According to Buck, what is the most puzzling about the behavior of adults?
Buck finds puzzling the gratuitous cruelty of the adult men who have captured and caged him as he wonders what they want of him: "He could not understand what it all meant."
Buck is baffled about why these strange adults keep him in a cage and mistreat him so cruelly by not feeding him and not giving him water. And, to add to his confusion and puzzlement, some men leave him unharmed, such as the salon-keeper who merely opens the door to check on him by the dim light of a candle.
Further, Buck's feeling of puzzlement and oppression overwhelms him with a nebulous sense of danger and of misfortune that could come at any time, because whenever he hears the shed door rattle and he hopes to see the Judge or his men, there appear only other strange adult men, adults who puzzlingly torment him for no apparent reason.

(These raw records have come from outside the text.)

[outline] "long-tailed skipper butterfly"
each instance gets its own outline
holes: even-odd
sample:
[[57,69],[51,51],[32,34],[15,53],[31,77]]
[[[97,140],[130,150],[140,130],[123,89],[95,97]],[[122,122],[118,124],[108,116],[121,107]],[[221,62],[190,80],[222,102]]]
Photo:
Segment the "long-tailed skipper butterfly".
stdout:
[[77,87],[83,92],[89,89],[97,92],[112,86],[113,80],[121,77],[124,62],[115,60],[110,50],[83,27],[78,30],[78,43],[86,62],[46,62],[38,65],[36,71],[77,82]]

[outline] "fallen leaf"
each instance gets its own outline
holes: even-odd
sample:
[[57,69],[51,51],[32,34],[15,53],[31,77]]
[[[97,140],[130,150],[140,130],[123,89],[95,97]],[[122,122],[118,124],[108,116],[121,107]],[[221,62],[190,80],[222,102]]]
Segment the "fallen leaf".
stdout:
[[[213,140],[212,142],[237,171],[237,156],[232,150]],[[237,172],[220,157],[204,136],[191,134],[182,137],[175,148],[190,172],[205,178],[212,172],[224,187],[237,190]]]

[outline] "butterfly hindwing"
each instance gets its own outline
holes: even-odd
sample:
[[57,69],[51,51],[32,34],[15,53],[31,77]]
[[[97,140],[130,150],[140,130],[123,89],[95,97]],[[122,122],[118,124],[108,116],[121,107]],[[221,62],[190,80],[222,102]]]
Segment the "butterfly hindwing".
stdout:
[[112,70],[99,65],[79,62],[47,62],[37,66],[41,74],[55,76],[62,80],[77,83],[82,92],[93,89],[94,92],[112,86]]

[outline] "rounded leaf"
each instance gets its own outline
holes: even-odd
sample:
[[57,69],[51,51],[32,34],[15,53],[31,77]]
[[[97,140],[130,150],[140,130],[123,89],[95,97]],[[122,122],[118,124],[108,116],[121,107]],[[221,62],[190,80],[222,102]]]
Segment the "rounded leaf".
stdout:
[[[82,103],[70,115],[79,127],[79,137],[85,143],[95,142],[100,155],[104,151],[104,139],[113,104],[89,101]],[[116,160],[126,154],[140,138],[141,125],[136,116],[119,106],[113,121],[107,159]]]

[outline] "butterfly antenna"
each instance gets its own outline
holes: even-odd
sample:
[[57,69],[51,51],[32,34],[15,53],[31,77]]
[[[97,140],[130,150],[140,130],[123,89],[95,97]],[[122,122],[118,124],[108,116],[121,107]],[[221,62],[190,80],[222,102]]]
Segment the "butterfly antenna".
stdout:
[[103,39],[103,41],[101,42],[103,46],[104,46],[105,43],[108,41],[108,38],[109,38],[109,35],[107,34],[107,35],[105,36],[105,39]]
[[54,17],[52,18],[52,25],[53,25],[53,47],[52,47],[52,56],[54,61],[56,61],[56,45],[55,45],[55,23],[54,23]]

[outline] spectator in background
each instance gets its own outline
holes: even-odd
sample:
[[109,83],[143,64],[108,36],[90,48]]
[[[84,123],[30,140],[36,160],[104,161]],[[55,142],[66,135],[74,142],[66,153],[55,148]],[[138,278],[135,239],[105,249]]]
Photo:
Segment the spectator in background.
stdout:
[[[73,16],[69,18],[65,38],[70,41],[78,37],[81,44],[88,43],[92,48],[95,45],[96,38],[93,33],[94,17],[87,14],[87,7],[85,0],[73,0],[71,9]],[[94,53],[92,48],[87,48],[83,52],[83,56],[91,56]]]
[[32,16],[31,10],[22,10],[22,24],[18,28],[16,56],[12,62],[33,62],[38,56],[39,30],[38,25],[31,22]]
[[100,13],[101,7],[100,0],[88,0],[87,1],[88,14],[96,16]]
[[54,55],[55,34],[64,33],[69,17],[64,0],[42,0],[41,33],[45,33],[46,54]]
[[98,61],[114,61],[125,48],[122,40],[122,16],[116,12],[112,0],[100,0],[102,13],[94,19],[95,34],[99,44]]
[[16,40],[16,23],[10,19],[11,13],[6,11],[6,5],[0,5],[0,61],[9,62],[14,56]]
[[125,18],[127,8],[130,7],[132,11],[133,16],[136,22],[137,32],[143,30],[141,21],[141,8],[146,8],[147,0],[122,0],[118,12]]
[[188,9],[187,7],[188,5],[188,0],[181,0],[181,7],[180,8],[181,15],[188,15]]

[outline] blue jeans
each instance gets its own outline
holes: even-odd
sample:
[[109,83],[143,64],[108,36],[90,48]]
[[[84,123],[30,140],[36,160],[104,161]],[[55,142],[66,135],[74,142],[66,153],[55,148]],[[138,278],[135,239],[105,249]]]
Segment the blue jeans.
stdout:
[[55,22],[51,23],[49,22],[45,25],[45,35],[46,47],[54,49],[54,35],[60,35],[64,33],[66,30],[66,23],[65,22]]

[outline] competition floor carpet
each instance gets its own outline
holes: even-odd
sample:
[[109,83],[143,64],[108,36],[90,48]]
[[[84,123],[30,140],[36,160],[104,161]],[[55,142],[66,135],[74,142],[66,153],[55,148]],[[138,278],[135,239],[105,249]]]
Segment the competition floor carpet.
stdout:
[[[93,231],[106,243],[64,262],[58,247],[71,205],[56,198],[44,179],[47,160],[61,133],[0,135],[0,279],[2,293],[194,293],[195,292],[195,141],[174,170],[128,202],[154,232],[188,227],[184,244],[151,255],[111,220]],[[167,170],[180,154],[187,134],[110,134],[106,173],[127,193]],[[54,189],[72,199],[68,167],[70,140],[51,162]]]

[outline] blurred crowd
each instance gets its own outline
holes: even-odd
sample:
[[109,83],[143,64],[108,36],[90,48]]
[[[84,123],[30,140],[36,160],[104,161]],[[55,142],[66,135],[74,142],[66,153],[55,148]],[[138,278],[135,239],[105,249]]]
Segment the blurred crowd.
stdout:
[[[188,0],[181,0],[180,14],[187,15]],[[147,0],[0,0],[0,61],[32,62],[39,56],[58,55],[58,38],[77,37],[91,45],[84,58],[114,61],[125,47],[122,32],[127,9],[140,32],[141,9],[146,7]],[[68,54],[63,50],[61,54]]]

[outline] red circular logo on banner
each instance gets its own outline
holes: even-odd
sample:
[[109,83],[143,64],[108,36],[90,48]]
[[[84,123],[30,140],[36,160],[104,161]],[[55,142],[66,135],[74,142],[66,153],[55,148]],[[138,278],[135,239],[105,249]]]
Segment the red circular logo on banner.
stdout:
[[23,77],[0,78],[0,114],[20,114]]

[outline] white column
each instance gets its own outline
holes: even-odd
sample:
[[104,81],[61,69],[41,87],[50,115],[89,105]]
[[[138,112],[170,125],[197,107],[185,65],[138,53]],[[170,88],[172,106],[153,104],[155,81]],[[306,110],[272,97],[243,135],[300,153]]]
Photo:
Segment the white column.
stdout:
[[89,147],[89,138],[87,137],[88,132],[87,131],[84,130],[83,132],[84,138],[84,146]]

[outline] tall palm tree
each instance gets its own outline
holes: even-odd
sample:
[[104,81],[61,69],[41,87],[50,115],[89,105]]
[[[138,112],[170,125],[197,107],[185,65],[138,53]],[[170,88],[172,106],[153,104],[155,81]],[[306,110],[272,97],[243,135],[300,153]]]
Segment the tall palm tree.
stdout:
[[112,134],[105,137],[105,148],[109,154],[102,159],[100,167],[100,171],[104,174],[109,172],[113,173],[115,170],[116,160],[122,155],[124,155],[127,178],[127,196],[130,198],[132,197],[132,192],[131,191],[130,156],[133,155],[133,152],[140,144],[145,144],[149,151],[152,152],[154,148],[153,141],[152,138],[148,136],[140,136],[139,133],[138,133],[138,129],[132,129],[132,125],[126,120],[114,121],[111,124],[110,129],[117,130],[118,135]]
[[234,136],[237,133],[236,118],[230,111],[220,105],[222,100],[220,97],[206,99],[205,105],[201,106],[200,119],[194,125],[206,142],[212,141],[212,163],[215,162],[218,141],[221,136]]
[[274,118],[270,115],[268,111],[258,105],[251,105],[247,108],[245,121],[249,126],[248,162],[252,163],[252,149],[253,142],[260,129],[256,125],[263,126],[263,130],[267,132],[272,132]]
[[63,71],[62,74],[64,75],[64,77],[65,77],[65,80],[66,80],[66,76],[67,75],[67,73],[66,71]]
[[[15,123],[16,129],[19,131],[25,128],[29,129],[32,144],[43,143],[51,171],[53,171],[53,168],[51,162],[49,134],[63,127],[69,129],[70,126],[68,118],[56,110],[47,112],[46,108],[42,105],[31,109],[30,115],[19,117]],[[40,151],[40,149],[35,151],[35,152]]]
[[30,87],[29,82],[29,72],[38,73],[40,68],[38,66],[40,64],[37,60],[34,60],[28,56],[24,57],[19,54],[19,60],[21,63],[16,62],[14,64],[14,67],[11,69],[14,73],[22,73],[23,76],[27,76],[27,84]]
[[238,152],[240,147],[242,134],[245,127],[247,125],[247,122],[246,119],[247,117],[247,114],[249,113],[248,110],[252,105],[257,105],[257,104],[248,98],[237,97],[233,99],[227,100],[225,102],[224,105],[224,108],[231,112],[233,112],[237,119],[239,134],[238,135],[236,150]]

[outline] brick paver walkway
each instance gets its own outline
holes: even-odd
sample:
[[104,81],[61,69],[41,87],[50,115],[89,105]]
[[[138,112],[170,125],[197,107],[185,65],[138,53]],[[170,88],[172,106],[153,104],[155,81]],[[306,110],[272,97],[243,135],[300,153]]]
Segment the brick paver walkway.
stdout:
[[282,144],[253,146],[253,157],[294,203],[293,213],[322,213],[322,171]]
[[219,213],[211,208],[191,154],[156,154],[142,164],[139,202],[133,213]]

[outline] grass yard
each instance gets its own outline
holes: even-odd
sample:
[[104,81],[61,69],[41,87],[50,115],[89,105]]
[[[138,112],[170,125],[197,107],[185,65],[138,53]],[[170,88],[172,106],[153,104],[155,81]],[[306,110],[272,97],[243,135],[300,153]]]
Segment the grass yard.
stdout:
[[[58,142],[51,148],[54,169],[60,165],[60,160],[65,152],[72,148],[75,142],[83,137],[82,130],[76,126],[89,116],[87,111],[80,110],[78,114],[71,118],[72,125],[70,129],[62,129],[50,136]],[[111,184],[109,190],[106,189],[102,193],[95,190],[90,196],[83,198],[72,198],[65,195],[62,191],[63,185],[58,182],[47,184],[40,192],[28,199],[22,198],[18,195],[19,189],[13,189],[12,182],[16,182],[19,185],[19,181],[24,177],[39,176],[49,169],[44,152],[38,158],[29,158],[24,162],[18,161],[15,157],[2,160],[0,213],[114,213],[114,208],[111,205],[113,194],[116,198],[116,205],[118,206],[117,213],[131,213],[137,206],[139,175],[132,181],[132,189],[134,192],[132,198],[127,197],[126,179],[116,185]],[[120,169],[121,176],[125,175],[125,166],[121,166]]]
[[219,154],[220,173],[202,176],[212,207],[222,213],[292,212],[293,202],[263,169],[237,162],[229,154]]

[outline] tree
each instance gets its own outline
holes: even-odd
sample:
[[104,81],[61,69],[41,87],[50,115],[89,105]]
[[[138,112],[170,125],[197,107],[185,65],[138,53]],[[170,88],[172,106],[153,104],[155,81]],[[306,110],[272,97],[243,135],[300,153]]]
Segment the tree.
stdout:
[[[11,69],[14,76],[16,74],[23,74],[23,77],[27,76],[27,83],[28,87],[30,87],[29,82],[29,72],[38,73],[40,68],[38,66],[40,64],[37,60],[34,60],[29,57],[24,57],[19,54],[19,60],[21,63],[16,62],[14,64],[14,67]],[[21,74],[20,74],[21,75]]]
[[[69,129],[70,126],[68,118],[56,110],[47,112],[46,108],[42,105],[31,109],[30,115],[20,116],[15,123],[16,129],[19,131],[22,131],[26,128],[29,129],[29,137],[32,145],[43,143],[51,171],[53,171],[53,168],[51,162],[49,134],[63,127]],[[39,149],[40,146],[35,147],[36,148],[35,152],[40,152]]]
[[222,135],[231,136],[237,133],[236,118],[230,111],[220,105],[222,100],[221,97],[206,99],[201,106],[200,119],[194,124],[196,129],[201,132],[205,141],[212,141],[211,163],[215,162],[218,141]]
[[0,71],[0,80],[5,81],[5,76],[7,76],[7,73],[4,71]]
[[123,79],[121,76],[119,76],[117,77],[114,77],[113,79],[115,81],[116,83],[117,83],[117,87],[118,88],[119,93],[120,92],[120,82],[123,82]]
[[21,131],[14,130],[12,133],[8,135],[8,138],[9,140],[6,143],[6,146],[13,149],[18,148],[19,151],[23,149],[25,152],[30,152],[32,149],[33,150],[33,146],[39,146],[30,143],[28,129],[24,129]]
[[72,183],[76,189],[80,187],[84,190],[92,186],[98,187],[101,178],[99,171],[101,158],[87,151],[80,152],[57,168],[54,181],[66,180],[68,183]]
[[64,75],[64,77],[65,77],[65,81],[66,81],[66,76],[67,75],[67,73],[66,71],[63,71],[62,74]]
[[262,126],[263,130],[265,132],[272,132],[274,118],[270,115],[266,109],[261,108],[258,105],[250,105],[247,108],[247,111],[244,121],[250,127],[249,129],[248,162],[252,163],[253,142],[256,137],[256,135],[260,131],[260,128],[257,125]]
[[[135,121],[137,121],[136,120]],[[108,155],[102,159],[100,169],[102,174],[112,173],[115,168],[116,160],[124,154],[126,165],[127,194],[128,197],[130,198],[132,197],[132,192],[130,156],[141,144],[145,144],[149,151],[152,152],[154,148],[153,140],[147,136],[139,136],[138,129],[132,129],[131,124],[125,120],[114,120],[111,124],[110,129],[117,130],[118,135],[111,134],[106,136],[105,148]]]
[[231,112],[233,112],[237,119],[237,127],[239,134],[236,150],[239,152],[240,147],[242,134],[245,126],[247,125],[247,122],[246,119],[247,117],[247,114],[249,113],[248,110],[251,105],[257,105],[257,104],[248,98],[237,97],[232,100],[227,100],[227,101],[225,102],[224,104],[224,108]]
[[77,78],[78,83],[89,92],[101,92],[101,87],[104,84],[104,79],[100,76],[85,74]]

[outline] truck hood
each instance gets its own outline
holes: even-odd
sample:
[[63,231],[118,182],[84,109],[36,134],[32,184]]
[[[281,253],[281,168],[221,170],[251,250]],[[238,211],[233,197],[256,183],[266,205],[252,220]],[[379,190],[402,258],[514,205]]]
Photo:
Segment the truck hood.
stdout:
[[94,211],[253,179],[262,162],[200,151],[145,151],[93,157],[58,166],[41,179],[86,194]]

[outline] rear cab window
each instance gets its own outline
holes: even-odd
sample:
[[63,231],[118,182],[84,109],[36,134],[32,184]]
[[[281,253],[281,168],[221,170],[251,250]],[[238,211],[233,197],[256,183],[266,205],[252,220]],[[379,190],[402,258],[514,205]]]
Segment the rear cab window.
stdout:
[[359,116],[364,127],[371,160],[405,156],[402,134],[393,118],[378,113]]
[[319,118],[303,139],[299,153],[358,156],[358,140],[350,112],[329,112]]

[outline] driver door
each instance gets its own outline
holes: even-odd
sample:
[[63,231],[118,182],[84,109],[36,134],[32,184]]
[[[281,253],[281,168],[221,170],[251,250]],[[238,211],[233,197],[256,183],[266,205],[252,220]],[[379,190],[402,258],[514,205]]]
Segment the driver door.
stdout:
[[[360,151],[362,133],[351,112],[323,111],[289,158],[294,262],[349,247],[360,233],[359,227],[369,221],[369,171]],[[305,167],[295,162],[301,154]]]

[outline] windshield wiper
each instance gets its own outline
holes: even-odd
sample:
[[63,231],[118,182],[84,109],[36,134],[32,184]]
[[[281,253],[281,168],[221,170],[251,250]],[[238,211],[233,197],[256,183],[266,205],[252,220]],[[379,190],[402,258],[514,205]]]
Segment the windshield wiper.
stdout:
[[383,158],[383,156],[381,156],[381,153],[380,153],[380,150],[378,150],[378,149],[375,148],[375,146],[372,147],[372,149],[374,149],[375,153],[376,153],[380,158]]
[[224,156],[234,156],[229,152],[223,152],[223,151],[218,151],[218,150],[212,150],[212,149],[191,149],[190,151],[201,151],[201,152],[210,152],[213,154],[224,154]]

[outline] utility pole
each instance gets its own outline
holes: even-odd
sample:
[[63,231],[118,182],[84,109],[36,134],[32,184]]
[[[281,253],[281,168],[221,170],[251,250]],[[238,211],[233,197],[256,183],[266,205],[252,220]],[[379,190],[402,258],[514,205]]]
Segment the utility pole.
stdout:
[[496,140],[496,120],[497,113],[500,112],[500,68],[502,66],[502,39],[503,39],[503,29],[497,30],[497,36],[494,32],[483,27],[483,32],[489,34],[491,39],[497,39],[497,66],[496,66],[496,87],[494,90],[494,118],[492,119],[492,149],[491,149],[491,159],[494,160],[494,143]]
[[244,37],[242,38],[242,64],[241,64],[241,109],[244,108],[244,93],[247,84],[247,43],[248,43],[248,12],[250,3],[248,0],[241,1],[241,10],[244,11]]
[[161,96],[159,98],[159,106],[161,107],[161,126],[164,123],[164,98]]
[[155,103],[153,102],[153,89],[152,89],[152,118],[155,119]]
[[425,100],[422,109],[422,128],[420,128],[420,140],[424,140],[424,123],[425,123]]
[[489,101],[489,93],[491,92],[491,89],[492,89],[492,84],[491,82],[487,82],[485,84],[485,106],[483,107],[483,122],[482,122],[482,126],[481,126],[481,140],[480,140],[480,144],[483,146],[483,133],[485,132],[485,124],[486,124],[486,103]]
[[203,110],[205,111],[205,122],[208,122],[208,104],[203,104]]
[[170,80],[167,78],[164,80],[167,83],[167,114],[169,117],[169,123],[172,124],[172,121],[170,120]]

The Call of the Wild by Jack London is considered by literary critics to be this author's perfect work. For, its naturalistic theme certainly plays well in the setting of the prospecting Klondike of 1897 in which man and dog, both creatures of an indifferent universe, confront a brutal environment that tests their survival instincts and strength.
In Chapter One, Buck receives a quick education about men and his relationship to them. In his life on the Judge's farm, he considers himself "king," not just over all the other dogs, but protector and companion of all the humans. He implicitly trusts the humans there, and feels that they respect him. When he is kidnapped and sold by the Judge's gardener, he is confused by his treatment and his situation; when he is choked to unconscious, thrown into a cage, and denied food and water, he "could not understand what it all meant," or what these "strange men" wanted with him. He rages against his captivity, biting one off his handlers, showing the "unbridled anger of a kidnapped king." What he cannot understand, "because he did not read the newspapers," is that the Klondike gold rush had created a great need for dogs, and he had been stolen to be sold as a sled dog. Buck is unaware of his economic value, but ultimately his theft and forced relocation to the north brings out his true nobility of spirit.